Follow-up Question 8: Partial Observability in Practice
In practice, one may only observe X+Y for some experiments but not observe X and Y individually. How does one infer p or test the binomial hypothesis in such partial observability cases?
Answer Explanation (Detailed)
If we only observe the total number of successes out of n+m trials (i.e., X+Y) but do not know how many came from the first n or the last m, we can still estimate p by MLE: the empirical fraction of successes in n+m trials is (X+Y)/(n+m).
However, testing whether the distribution truly splits into X ∼ Binomial(n, p) and Y ∼ Binomial(m, p) might require additional data or assumptions. We need to know that the first n and last m trials are truly independent and identically distributed.
A common pitfall is to assume independence and identical distribution of the two sets of trials without verifying the conditions. If the environment changes halfway through data collection, the first n trials might differ systematically from the last m.
Follow-up Question 9: Confidence Intervals for p and for X+Y
If we want to provide a confidence interval for p based on observed X+Y, how do we proceed, and what complexities can arise if we also want to bound the distribution of X+Y itself?
Answer Explanation (Detailed)
When we have a single binomial sample of size n+m, we can build a confidence interval for p using standard binomial-proportion confidence interval methods (e.g., Clopper–Pearson, Wilson, or normal approximation intervals).
Complexity arises if we want separate estimates of p for the two subsets of trials or if n and m are large but not necessarily the same order of magnitude. The intervals might need separate data to identify differences in success rates.

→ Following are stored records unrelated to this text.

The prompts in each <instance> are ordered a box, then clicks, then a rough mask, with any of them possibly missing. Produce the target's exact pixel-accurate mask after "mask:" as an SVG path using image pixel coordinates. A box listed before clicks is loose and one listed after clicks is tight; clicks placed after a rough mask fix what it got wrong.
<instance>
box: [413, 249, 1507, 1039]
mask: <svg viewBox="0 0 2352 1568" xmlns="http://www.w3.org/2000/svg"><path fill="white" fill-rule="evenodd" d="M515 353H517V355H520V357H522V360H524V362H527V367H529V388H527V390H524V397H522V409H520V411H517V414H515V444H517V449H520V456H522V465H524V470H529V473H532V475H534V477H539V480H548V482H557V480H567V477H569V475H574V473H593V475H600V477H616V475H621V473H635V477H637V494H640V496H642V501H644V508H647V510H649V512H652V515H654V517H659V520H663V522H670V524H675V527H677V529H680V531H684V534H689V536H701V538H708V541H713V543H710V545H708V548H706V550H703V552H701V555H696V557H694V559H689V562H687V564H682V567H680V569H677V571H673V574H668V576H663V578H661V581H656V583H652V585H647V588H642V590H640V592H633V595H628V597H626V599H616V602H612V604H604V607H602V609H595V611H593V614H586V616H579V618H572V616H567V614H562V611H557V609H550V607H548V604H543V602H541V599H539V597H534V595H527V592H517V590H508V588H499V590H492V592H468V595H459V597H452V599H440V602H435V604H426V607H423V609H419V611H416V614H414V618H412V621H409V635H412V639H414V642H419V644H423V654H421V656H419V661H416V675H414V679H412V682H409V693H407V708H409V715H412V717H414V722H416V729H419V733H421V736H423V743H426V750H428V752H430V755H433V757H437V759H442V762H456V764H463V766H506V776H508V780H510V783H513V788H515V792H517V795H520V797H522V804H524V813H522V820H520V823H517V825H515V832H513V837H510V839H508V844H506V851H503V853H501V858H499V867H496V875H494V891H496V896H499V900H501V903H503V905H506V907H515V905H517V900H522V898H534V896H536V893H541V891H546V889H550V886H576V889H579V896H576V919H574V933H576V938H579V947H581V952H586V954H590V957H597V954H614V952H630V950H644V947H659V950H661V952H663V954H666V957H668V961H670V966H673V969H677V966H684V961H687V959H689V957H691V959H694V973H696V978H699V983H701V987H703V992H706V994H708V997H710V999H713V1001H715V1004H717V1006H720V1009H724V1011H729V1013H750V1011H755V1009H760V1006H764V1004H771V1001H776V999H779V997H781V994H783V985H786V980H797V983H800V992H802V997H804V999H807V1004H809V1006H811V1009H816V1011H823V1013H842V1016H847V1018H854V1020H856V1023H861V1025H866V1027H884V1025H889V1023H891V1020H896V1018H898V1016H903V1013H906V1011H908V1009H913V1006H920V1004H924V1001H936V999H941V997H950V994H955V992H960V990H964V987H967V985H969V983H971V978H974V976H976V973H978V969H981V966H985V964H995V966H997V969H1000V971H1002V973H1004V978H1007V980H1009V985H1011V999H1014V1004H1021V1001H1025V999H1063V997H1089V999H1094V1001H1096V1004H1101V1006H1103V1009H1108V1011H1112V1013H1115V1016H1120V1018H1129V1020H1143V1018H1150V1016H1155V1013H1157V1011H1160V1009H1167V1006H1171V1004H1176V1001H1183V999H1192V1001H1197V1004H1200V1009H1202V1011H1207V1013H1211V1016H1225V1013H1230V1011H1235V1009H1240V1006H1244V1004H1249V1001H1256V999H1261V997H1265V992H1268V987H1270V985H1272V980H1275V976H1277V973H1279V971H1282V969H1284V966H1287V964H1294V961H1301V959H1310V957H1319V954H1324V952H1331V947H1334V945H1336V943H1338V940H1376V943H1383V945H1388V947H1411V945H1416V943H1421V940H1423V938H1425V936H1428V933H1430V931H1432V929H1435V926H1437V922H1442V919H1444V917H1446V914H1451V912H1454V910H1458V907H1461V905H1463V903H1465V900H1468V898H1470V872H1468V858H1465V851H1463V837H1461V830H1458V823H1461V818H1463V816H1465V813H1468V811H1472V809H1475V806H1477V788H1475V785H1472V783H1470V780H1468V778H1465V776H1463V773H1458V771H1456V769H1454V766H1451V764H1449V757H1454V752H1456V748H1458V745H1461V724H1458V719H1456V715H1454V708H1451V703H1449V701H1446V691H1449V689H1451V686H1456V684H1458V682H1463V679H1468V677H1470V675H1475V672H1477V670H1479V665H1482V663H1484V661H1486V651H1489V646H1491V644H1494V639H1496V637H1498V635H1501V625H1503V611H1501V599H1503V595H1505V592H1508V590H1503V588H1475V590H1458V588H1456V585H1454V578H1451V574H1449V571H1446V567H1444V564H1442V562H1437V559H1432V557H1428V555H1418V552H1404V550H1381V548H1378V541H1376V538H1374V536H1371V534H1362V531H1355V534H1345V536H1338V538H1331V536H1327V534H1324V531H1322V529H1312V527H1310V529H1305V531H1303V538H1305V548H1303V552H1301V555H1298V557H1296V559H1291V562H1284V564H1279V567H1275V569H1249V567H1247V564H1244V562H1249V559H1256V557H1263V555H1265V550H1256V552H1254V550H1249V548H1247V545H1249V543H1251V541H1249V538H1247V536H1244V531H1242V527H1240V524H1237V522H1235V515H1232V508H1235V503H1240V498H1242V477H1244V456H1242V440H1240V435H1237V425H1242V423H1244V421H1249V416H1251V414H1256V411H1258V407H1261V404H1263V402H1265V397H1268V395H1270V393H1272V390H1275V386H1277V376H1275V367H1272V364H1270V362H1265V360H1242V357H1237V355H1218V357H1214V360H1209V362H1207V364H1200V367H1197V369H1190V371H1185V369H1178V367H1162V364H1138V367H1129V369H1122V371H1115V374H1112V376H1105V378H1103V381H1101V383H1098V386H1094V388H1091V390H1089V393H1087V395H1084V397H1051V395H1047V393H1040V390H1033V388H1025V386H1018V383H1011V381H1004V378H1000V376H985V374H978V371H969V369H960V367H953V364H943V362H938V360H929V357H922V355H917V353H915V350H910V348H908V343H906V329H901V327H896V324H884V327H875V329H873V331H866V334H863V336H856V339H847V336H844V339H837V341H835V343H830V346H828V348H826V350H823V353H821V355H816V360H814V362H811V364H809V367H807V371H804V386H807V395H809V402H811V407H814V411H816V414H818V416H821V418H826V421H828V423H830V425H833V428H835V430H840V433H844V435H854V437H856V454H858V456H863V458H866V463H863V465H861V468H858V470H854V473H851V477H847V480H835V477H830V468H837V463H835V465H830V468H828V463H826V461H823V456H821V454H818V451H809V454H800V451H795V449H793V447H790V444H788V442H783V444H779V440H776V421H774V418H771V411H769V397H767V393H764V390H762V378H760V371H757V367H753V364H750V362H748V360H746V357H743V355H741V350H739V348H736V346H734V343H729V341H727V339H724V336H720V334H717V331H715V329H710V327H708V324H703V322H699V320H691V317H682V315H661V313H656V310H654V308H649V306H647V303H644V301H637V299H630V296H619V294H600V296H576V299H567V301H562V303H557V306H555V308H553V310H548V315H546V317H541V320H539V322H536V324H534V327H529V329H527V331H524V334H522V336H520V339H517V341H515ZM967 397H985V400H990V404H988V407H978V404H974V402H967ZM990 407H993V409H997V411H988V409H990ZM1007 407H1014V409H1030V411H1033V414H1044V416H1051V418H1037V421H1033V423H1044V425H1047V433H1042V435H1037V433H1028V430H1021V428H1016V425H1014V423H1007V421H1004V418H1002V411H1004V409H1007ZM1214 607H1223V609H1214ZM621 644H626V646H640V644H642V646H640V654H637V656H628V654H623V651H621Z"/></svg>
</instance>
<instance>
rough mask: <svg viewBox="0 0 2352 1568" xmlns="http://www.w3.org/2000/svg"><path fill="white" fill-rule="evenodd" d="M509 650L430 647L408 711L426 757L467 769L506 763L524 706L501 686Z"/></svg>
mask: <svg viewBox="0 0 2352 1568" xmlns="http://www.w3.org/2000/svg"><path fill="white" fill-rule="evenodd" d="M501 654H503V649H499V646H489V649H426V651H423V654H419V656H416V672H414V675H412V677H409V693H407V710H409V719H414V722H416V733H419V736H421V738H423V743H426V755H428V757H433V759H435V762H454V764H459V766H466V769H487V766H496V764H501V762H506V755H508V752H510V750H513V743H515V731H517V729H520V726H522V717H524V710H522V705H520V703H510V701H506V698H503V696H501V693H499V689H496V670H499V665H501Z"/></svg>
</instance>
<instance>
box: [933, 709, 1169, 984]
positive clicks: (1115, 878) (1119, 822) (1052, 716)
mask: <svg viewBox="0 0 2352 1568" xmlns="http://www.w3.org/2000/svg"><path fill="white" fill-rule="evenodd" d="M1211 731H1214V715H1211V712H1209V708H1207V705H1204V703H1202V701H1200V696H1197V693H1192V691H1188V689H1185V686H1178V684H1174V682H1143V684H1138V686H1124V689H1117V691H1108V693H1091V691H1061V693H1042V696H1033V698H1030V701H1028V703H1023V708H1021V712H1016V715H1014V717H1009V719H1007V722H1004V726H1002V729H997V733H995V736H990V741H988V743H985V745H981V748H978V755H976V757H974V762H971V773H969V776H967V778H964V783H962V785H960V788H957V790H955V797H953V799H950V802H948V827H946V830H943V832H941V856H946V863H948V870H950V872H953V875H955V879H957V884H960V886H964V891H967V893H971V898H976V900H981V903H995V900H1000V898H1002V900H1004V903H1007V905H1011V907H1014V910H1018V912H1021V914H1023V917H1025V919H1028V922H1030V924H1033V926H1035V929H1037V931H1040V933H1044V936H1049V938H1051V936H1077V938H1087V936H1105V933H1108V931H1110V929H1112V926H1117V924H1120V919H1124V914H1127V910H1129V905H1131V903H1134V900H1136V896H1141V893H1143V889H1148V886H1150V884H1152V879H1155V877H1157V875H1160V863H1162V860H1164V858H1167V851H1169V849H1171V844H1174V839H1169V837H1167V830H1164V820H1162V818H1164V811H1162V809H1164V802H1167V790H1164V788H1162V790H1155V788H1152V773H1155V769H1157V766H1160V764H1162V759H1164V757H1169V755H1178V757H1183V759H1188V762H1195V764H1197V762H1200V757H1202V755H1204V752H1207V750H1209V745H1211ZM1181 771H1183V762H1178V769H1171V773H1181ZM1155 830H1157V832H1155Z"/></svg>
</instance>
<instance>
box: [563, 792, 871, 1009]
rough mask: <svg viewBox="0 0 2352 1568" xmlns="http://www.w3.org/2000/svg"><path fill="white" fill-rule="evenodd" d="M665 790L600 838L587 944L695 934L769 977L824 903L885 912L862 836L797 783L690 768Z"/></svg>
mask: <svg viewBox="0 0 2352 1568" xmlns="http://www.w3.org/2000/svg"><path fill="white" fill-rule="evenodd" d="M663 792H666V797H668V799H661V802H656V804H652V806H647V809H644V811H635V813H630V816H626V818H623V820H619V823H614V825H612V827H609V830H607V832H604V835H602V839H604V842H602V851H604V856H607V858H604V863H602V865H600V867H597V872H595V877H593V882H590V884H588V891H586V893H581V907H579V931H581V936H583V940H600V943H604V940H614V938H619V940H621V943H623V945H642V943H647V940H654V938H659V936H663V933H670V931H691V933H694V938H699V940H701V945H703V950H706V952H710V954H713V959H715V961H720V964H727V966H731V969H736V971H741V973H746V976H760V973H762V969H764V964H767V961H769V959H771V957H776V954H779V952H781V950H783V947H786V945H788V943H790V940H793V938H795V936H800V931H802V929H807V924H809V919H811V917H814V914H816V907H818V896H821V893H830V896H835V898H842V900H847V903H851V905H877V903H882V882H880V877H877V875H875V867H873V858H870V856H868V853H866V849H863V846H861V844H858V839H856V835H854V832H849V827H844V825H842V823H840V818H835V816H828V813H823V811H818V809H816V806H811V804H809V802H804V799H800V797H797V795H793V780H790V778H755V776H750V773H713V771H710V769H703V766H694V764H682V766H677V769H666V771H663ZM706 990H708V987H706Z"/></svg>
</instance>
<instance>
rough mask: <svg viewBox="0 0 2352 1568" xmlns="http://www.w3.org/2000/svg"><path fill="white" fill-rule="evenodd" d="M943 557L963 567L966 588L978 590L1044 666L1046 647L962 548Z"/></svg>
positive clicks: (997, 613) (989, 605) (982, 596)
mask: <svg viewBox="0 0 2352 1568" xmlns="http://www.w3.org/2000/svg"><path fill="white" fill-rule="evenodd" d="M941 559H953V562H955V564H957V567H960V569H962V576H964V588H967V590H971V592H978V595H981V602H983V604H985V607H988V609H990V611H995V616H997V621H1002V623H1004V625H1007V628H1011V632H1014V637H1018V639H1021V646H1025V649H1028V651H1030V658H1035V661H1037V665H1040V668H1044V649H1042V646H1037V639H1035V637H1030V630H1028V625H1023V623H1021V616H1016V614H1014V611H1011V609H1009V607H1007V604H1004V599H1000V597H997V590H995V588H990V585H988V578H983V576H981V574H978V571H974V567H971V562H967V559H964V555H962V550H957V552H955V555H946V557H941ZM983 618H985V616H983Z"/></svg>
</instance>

Another complexity is if X and Y each correspond to different underlying populations or treatments. Then forming a single estimate p from X+Y might average out meaningful differences. This leads to potential biases.
Follow-up Question 10: Multiple Comparisons with Several Binomial Sums
If we run multiple binomial experiments (e.g., X1 ∼ Binomial(n1, p), X2 ∼ Binomial(n2, p), …, Xk ∼ Binomial(nk, p)) and sum them all, how do we handle statistical inferences (confidence intervals or hypothesis tests) in a scenario with many sums?
Answer Explanation (Detailed)
In principle, if all Xi are independent Binomial(ni, p) with the same p, the sum S = X1 + X2 + … + Xk is Binomial(n1 + n2 + … + nk, p). In that sense, the combined inference for p could use S as a single count out of (n1 + n2 + … + nk) total trials.
However, if each Xi is used to make separate decisions or separate inferences, we face multiple-comparison challenges. One example is controlling the overall Type I error rate across k tests.
A subtle pitfall is ignoring correlation or differences among the k experiments. If p changes or if the trials for each Xi differ in crucial ways, we can overstate confidence. Multiple testing corrections (like Bonferroni or false discovery rate methods) may be needed.